The browser finally receives a response back including this HTML and renders it for the visitor to see.

And we're done. All of that happens in less than a second.


Benefits of Using an MVC Framework

When you use the MVC pattern you get to benefit from a set of conventions that make a lot of decisions easy.

Instead of asking yourself where a certain piece of code belongs, you just have to follow the predefined structure of MVC.

Let's jump into a few examples that show when you would want to modify the models, versus the views, and lastly the controllers.

When Do You Modify Views?

So, views are responsible for presenting information to the user.

Let's say we wanted to add a new widget to our website. It's purely cosmetic. Because of this I know we won't need to fetch any data from the database, so I don't need to think about my models.

Also, since we aren't fetching any data I know I don't need to make any requests so I can ignore my controllers.

All that's left are my views and I know views are responsible for handling the display of content. I can add my widget to the correct view and move on to the next feature.

Without following a pattern such as MVC, you might not be able to organize your application in such a structured way. As a result, it could take longer to think about and make organizational decisions and I would bet your application would get messy pretty quickly.

When Do You Modify Models?

We know models are responsible for handling data structures and logic in our application.

Let's build on our previous example and add some data to the widget we added to our view.

For this example, we can say our widget needs to render the current user's name and email.

We can assume this data is stored in the database.

In order to access it, we have to modify our models to read from the database and pull the user.

When Do You Modify Controllers?

Lastly, we know that our controllers are responsible for taking in requests from users and calling the right models to perform our business logic.

Our previous examples worked because we assumed there was already a controller and we added the widget to an existing view. If we needed to pass additional data our controller would be responsible for calling the models that contain that data and passing them to the view.

It's almost always the case that when you are creating a brand new page on your website, you will need to create a new route that in turn points to a new method in your controller.

When we follow the MVC pattern we can separate different areas of our codebase based on the feature we are building.

Since controllers take in requests from users, anything that deals with new requests or modifying existing requests will typically result in a code change in a controller.


Some Final Tips Before You Go

Even though Rails is an MVC framework, you can still technically write whatever code you want.

If you don't like models you could technically just keep all of your logic in your controllers.

And for views, you could also skip them altogether and just render raw HTML from your controllers. (I highly, highly advise you not to do this though!)

Ultimately, if you don't like this pattern, you don't have to follow it. That's the great thing about software development.

Frameworks and patterns are simply tools to help you and make things easier, but they're flexible and optional.

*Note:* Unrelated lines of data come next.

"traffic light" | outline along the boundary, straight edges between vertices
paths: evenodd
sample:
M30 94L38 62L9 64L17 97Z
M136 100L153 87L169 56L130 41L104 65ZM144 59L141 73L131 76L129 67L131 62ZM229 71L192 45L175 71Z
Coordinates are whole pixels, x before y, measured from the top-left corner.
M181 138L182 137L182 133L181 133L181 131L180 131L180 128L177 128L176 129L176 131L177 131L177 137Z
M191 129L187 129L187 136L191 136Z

BUT if you do follow the MVC pattern, all of your organization and structural decision making will be easy. You don't have to think about it because there are predefined conventions you can follow and there's a correct answer for where to put something.

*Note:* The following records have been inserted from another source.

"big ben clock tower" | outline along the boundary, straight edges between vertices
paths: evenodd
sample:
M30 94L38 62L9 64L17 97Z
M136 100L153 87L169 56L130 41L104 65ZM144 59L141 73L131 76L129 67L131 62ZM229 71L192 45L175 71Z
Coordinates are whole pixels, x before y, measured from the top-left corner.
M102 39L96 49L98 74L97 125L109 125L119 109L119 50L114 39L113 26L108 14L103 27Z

For example, the Rails community has a saying: "Skinny controllers, fat models".

Namely, keep your controllers small and light. They're only responsible for taking in requests and inputs. Don't put lots of if statements and logic in them.

Instead, add your application logic to your models where this stuff belongs.

Conventions like this can help drive more efficient development and make it easier for you and your team to grow and scale your codebase as your application grows.

You'll end up with much cleaner code.

Also, as new developers join your team they can find whatever code they need to because it's organized in a way that everyone agrees on and can understand.